As a kid I LOVED alone time, was uber passionate about EVERYTHING, and could daydream my way through the longest summer day with the best of them.  I'd sit on the carpet in my room looking out the window (Because then you couldn't see the other houses and therefore it was easier to imagine I was an innkeeper in the middle ages taking a break between another round of bread and ale for my guests.  Duh.) and fill notebooks with my prayers to God.  I'd ramble.  I'd dream.  In those black and white composition notebooks I'd pour out my heart.
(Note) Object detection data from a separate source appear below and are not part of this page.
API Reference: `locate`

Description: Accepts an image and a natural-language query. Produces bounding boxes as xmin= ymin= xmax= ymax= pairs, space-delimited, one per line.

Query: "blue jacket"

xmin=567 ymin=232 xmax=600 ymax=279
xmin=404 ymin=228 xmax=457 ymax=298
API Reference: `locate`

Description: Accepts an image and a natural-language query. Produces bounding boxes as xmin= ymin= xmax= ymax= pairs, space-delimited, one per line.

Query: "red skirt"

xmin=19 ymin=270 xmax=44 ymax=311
When life picked up speed and there wasn't the time to linger in front of a window, I admittedly didn't know how to pray.  How do you have a good conversation with God while in the midst of so much...LIFE?  As I matured my daydream prayers didn't come as naturally, or feel as honest or appropriate.  Most of my prayers became requests - for myself and others.

It wasn't long before my prayers settled into the comfortable Thanks, Help, Wow  as Anne Lamott says.  These aren't bad prayers, in fact - they're what we see most of in the Bible.  However, and maybe you're with me.  I got tired of me.  Tired of me-centered praying.  It began to rub me the wrong way. 
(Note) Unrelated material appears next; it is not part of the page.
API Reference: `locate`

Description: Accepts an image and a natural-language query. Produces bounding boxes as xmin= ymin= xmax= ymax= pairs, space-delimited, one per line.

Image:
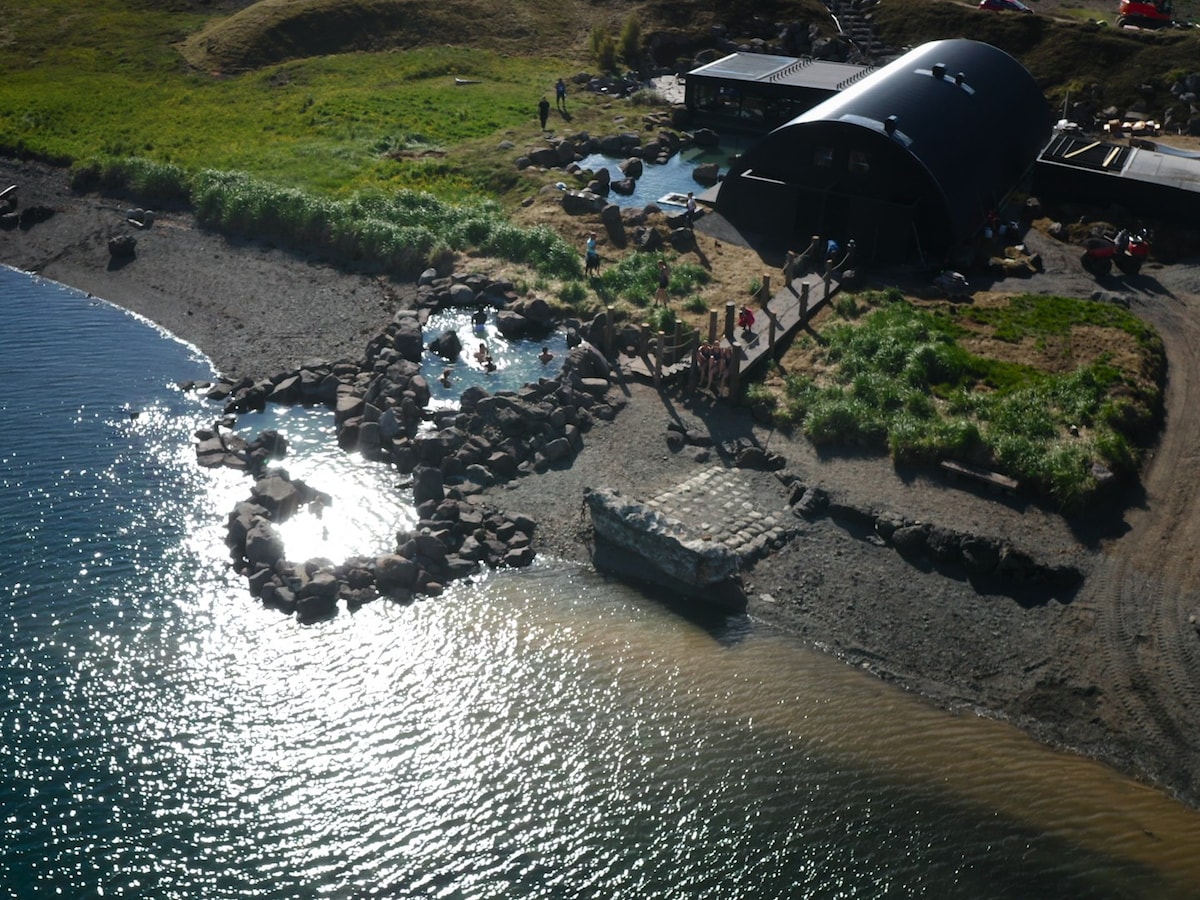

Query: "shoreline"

xmin=7 ymin=161 xmax=1200 ymax=806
Have you ever had that experience in a conversation where you realize for the last ten minutes you've been talking about yourself, completely forgetting that you're actually in conversation with another person?


Do your prayers ever sound that way?  Can you relate?

Enter the lectionary.

Each day of the lectionary includes written prayers for morning and evening.  Written by someone else, they took my out of my natural prayer language.  It was very uncomfortable at first.  I'd read them and then think, "Well, now I have to pray still, because that wasn't MY prayer.  That's not what I would say."  Then I had to ask myself why it wasn't what I would say.  Hmm....  Good question.  The Lord's Prayer isn't exactly what I'd say either.  Hmmm...  Now we're getting somewhere.


14 Week Prayer Challenge

I'm issuing a challenge.  Join me for the next 14 weeks in praying with the lectionary.  Experience prayer of a different voice.  If you miss a day, a week - no biggie, the point is - TRY.  If you don't have the app - download it today!  Get praying!  Start with morning or evening, doesn't matter to me, but dive in so you know what we're talking about.
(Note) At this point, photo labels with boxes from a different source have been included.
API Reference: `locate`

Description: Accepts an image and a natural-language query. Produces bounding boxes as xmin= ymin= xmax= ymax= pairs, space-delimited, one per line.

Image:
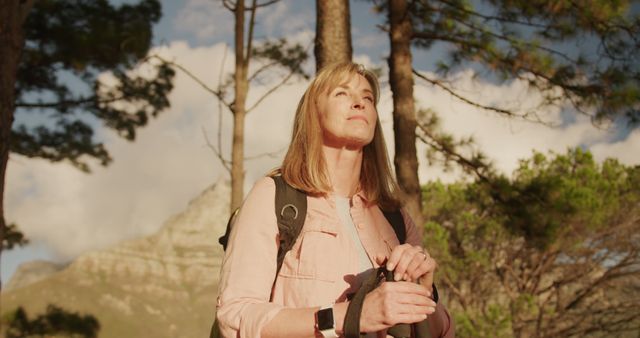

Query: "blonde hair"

xmin=271 ymin=62 xmax=399 ymax=210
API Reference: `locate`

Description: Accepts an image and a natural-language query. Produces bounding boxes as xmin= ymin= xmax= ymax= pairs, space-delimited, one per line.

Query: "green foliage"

xmin=423 ymin=149 xmax=640 ymax=337
xmin=4 ymin=305 xmax=100 ymax=338
xmin=373 ymin=0 xmax=640 ymax=125
xmin=2 ymin=223 xmax=29 ymax=250
xmin=11 ymin=0 xmax=174 ymax=171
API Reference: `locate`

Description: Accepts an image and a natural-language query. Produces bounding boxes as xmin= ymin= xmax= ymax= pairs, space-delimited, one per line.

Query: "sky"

xmin=1 ymin=0 xmax=640 ymax=283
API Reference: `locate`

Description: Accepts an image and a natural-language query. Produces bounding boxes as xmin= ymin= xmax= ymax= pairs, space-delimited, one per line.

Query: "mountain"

xmin=2 ymin=180 xmax=230 ymax=338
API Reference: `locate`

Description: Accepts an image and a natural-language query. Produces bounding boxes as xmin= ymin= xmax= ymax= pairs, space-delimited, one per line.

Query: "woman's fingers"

xmin=386 ymin=244 xmax=437 ymax=285
xmin=360 ymin=282 xmax=436 ymax=332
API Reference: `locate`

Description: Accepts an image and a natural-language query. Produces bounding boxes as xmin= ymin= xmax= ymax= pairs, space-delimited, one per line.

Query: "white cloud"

xmin=173 ymin=0 xmax=234 ymax=41
xmin=5 ymin=40 xmax=640 ymax=258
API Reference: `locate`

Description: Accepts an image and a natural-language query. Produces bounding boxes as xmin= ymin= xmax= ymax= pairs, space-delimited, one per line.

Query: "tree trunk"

xmin=0 ymin=0 xmax=33 ymax=322
xmin=388 ymin=0 xmax=423 ymax=229
xmin=231 ymin=0 xmax=249 ymax=211
xmin=314 ymin=0 xmax=353 ymax=72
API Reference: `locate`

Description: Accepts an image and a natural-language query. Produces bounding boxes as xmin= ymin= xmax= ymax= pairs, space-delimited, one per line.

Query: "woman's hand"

xmin=378 ymin=244 xmax=438 ymax=291
xmin=360 ymin=281 xmax=436 ymax=332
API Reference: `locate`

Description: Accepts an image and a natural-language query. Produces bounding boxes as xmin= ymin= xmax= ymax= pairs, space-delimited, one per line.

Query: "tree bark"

xmin=0 ymin=0 xmax=33 ymax=324
xmin=388 ymin=0 xmax=423 ymax=229
xmin=314 ymin=0 xmax=353 ymax=72
xmin=231 ymin=0 xmax=249 ymax=212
We'll spend the next 14 weeks examining these prayers together and seeing what's unexpected, how they prompt us, how we can take them off the page and into our lives.  I'd love to hear your thoughts along the way, so please comment - it makes a big difference in turning this into an actual conversation :)

If you aren't a techie person, or if you have a phone obsessed kid like I do (already at the age of 18mos. agh!!!!), or you love the feel of paper and a hardback book makes you smile (hello, friend) you can purchase the Book of Common Prayer - starting page 496. 

So gear up, because we start on Monday!  Who's in?